En esta festividad de la Aparición de San Miguel Arcángel, en el año de gracia de 1939, Carmel había cumplido veinte o veintiún años, no recuerdo bien. Era lo que mi colega Cheyney, americanizando deliberadamente la lengua materna, habría llamado una rubia rojiza. En olios términos, tenía cabellos rubios, pero no del tono platinado, oxigenado, ceniciento o tan siquiera de lino, de los sajones, sino de un tinte oro pálido, con reflejos marcados de color rojizo. No sé qué color de ojos se considera correcto para una rubia rojiza, pero los de Carmel, inesperadamente, eran de color castaño muy oscuro, los ojos que habitualmente tienen las morenas. Eran ojos preciosos, bien separados y adornados con largas pestañas negras. Su nariz era traviesa, levemente respingada, y si me preguntan cómo puede ser traviesa una nariz de mujer, me limitaré a recomendar al lector que venda este libro por lo que le den y en el futuro lea solamente a Bernard Shaw. También su boca era traviesa, más ancha que lo estipulado por los cánones clásicos, y con labios que invitaban al beso. En cuanto al resto de su persona, o por lo menos, a lo que es posible describir a través o debajo de un sencillo vestido de hilo de color azul lavanda, combinaré la verdad con la delicadeza si afirmo, citando a la señora Cautela, que la dama tenía curvas y que todas sus curvas estaban exactamente donde deben estar las curvas. No había perdido totalmente la atrayente delgadez de miembros largos de la adolescencia, pero sus piernas ofrecían una promesa de perfección futura. Sus tobillos… eran ya perfectos.

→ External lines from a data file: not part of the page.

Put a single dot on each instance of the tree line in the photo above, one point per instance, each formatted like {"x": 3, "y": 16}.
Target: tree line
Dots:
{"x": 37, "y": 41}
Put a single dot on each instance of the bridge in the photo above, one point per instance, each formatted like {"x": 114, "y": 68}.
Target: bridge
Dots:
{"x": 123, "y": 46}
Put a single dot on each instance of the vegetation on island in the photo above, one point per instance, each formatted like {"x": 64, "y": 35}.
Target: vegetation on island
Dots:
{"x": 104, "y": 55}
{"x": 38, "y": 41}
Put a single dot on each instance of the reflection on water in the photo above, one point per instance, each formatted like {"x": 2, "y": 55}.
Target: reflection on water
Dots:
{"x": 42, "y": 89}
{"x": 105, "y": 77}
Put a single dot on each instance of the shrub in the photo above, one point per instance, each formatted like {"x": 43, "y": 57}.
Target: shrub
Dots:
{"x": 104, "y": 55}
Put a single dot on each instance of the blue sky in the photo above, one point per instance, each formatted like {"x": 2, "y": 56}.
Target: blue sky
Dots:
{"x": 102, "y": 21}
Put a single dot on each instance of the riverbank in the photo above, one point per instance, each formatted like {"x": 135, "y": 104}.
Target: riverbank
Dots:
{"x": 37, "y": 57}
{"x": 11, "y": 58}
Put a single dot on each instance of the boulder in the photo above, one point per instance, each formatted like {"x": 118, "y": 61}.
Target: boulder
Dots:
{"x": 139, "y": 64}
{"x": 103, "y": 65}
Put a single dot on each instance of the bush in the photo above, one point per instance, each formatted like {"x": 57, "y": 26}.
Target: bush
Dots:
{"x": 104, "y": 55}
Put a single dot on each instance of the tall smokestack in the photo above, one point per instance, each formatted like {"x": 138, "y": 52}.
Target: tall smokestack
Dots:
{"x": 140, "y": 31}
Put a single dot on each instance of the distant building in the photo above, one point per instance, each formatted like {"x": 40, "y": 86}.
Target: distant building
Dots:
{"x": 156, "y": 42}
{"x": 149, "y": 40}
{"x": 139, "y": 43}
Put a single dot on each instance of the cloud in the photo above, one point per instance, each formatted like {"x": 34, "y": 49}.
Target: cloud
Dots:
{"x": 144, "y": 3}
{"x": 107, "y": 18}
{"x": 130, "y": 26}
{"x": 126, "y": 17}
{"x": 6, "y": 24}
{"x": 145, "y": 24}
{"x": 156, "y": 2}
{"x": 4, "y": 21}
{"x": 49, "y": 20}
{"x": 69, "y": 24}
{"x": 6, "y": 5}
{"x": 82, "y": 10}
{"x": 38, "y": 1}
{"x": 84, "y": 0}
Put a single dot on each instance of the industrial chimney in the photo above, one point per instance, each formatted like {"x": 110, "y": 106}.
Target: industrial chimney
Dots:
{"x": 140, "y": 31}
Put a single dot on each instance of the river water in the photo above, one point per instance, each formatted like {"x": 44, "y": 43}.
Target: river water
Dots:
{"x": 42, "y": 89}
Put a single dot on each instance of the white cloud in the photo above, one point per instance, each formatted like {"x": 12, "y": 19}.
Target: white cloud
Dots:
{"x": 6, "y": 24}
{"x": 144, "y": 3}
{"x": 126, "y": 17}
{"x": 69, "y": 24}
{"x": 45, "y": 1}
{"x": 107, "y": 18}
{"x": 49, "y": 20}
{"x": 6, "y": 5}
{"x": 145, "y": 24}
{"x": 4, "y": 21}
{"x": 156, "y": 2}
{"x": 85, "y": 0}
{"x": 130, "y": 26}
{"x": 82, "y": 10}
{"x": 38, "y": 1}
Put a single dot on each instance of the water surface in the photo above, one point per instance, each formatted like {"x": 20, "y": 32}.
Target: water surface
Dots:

Carmel era, en resumen, el tipo de muchacha que a todos nos agrada ver en una hermosa mañana de mayo, y yo estaba en forma debida satisfecho de verla, aunque al mismo tiempo, profundamente intrigado y curioso por conocer qué brisa feliz la había traído a mi camino. Para aumentar mi perplejidad, mientras las saludaba agitando la mano, tuve una ligera pero a la vez definida sensación de que estaba, según comentara Barbary más tarde, algo deprimida. No diré que la muchacha estuviese llorando o abiertamente preocupada, y mucho menos desasosegada o agitada. Pero había una expresión tensa en sus ojos castaños, como si no hubiese dormido mucho, y una cierta vacilación en su andar. Por último, la sonrisa amistosa que me dirigió no se reflejó en sus ojos.

Barbary la dejó conmigo y se excusó con un breve comentario relativo a invitados para el almuerzo y a un pollo que esperaba ser rellenado. Cualquier otra mujer habría tenido la curiosidad de quedarse con nosotros, con la esperanza de enterarse del motivo de la visita, pero era característico de mi mujer no desplegar un interés intempestivo en nada que no le concerniera directamente. Sabía —es natural— que con toda seguridad yo le haría una crónica detallada de la entrevista más tarde. Pero Carmel había solicitado claramente verme a solas, y Barbary tenía demasiado tacto para inmiscuirse.

Por mi parte yo también trato de desplegar tacto, aunque no siempre con éxito, y al encontrarme solo con mi visitante, mi primera preocupación fue no dejar que notara que yo había percibido alguna perturbación emotiva en su aspecto. En vista de ello, tras el comentario acostumbrado, pero indispensable, acerca del tiempo, repetí enérgicamente, aunque en una versión corregida, mis imprecaciones contra los gatos, en medio de las cuales me encontraba cuando llegó Carmel. Frunció ella el ceño gravemente al contemplar mis brotes deshechos.